IMO: there should be explicit error path for invalid configuration, so the program would abort with specific exit code and/or message. And there should be a superviser which would detect this behaviour, rollback old working config and wait for few minutes before trying to apply new config again (of course with corresponding alerts).
So basically bad config should be explicitly processed and handled by rolling back to known working config.
You don’t even need all the ceremony. If the config gets updated every 5 minutes, it surely is being hot-reloaded. If that’s the case, the old config is already in memory when the new config is being parsed. If that’s the case, parsing shouldn’t have panicked, but logged a warning, and carried on with the old config that must already be in memory.

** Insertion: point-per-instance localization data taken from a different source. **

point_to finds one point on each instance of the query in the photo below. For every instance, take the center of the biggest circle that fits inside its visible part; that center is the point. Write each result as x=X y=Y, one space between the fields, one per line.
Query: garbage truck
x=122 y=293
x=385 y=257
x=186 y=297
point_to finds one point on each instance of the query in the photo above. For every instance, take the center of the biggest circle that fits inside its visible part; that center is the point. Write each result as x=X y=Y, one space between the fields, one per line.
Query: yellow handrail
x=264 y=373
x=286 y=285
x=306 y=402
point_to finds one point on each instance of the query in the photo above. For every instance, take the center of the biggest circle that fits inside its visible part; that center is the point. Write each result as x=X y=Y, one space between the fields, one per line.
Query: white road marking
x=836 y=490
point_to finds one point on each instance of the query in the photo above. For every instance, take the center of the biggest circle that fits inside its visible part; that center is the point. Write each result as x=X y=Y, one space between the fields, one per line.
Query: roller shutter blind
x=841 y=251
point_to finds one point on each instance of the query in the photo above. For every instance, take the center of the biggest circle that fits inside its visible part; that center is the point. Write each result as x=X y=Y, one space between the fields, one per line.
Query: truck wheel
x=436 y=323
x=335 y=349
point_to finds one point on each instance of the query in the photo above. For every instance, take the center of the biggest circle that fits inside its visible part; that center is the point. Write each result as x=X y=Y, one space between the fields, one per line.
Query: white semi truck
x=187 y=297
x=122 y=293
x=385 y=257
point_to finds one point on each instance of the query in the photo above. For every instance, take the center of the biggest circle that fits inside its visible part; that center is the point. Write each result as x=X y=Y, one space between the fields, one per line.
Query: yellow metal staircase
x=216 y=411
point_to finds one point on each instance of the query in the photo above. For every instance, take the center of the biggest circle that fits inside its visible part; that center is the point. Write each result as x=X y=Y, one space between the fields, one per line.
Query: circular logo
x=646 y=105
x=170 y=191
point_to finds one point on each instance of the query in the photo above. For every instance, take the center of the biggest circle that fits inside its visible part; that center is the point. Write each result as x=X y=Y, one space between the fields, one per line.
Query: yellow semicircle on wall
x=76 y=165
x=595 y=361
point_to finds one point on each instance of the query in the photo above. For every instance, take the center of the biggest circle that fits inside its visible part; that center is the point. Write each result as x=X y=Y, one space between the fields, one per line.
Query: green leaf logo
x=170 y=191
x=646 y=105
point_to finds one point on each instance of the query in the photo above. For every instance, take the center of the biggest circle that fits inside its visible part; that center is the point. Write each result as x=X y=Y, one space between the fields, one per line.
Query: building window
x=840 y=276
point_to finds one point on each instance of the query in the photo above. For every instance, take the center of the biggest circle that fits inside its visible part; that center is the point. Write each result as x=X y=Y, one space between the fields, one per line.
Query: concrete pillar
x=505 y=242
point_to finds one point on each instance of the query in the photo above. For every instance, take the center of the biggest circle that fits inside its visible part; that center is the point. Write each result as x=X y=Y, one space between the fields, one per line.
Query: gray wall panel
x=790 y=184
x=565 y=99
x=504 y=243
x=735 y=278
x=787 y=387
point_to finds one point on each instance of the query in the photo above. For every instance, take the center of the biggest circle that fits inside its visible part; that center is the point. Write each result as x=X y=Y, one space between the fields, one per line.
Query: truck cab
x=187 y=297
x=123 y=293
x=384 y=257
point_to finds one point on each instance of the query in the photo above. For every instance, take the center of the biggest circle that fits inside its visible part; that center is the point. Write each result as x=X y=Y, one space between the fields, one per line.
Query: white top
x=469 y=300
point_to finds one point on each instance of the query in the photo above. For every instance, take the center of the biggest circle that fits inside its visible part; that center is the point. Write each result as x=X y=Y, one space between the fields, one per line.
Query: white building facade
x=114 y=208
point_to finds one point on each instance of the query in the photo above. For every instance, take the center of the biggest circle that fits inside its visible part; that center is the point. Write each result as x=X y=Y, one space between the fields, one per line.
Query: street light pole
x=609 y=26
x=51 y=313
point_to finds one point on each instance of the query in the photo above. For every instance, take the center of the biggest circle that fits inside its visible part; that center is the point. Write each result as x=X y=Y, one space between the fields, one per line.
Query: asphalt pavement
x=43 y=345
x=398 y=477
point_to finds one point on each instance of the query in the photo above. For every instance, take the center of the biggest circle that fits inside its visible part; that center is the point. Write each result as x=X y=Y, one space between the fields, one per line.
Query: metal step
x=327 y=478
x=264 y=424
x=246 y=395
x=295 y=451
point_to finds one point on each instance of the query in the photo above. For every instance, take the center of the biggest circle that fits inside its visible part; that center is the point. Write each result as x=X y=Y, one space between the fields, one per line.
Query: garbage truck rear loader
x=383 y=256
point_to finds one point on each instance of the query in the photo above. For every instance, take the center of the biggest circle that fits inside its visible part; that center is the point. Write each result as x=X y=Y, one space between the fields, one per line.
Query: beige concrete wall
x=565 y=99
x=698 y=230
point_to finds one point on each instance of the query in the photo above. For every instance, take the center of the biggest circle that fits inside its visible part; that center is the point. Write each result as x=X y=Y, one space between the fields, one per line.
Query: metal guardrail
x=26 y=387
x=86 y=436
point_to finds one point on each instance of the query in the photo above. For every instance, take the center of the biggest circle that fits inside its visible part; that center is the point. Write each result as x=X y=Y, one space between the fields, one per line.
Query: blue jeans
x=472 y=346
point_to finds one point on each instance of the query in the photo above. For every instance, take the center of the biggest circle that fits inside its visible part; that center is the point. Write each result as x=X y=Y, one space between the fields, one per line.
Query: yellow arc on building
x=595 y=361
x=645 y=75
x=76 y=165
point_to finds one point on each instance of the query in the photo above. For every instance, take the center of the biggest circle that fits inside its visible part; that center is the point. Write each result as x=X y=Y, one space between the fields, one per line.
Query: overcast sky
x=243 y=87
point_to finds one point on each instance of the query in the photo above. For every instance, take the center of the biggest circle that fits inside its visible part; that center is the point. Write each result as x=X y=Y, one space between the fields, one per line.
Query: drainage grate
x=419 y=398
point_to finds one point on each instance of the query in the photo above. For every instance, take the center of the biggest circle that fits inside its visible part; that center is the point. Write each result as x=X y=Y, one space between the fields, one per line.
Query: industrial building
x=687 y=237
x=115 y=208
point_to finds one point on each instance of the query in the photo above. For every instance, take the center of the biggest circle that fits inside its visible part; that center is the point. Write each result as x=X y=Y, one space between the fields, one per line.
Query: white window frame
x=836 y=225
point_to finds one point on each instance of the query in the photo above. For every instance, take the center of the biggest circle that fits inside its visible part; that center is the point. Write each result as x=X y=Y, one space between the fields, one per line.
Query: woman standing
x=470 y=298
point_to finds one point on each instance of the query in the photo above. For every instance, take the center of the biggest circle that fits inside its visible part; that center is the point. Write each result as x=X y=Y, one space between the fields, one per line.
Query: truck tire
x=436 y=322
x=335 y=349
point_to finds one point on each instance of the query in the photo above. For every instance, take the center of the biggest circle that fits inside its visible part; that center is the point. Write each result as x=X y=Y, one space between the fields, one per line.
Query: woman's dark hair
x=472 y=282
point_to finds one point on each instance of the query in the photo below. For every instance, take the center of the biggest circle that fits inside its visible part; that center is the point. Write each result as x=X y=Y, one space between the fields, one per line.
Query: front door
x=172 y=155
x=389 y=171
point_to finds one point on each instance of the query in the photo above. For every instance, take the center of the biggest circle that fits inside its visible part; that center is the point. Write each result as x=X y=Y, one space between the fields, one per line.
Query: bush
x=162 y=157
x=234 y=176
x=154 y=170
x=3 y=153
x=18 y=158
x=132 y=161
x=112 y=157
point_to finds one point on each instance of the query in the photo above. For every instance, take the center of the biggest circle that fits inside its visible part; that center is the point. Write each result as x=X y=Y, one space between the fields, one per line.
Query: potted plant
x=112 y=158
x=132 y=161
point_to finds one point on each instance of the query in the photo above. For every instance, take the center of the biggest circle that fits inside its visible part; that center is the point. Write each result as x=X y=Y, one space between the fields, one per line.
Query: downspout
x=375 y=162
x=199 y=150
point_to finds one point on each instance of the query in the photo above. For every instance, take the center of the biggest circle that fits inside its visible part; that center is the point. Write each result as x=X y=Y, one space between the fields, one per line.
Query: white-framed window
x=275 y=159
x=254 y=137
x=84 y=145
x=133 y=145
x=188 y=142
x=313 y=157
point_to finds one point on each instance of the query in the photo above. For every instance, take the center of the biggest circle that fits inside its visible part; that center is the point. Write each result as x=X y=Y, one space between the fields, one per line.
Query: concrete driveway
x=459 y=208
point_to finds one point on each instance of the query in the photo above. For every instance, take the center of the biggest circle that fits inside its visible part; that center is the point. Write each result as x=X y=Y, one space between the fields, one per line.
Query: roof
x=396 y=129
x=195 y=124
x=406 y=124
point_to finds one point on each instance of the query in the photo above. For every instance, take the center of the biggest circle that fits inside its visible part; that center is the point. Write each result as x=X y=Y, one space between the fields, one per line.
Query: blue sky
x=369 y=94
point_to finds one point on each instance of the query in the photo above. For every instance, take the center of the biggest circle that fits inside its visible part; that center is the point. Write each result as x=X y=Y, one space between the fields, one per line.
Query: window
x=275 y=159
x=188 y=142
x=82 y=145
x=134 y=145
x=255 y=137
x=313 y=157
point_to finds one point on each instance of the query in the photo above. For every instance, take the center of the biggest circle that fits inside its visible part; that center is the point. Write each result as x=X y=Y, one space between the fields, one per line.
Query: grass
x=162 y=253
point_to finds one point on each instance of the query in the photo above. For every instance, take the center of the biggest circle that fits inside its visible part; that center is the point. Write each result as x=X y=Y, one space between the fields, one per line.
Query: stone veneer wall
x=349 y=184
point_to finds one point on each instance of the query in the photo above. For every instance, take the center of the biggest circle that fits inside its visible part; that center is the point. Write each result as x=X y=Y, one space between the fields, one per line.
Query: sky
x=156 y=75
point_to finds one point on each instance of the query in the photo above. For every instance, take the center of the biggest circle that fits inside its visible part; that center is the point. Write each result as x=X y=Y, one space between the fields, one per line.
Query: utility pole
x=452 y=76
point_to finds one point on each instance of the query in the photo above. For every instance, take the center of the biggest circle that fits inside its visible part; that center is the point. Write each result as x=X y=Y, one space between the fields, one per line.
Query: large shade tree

> If that’s the case, the old config is already in memory when the new config is being parsed
I think that's explicitly a non-goal. My understanding is that Cloudflare prefers fail safe (blocking legitimate traffic) over fail open (allowing harmful traffic).
System outputting the configuration file failed (it could check the size and/or content and stop right away), but also a system importing the file failed. These usually sound simple/stupid in a hindsight. I am not a fan of everything centralising to a few hands. As in bad situation, they can also be weaponised or attacked. And in good situation their blast radius is just too big and a bit random, in this case global.
So basically bad config should be explicitly processed and handled by rolling back to known working config.